# **Retail Sales Analysis Notebook**

## Objectives

* Write your notebook objective here, for example, "Fetch data from Kaggle and save as raw data", or "engineer features for modelling"

## Inputs

* Write down which data or information you need to run the notebook 

## Outputs

* Write here which files, code or artefacts you generate by the end of the notebook 

## Additional Comments

* If you have any additional comments that don't fit in the previous bullets, please state them here. 



---

# Section 1

Section 1 content

In [1]:
import pandas as pd
import numpy as np
import seaborn as sns
import matplotlib.pyplot as plt

## Data Acquisition

In [2]:
import os           # Import os for data directory management
import shutil       # Import shutil for file operations
import kagglehub    # Import Kaggle Hub to Download retail datasets

# Download dataset 
path = kagglehub.dataset_download("manjeetsingh/retaildataset")
print(f'Files downloaded to: {path}')

# Copy CSV files to data directory
os.makedirs("../data", exist_ok=True)
for file in os.listdir(path):
    if file.endswith(".csv"):
        shutil.copy2(os.path.join(path, file), f"../data/{file.lower().replace(' ', '-')}")

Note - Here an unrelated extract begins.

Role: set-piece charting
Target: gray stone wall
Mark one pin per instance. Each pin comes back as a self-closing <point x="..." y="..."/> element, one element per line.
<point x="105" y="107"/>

print('backlog feat: remove files from the kaggle cashe folder on copy see https://github.com/users/Julian-Elliott/projects/3/views/1?pane=issue&itemId=115149029&issue=Julian-Elliott%7Cretail-sales-analysis%7C13')

print("Files copied to ../data")

  from .autonotebook import tqdm as notebook_tqdm


Files downloaded to: /Users/julianelliott/.cache/kagglehub/datasets/manjeetsingh/retaildataset/versions/2
backlog feat: remove files from the kaggle cashe folder on copy see https://github.com/users/Julian-Elliott/projects/3/views/1?pane=issue&itemId=115149029&issue=Julian-Elliott%7Cretail-sales-analysis%7C13
Files copied to ../data


In [3]:
# Load the retail datasets into dataframes
sales_df = pd.read_csv("../data/sales-data-set.csv")
stores_df = pd.read_csv("../data/stores-data-set.csv") 
features_df = pd.read_csv("../data/features-data-set.csv")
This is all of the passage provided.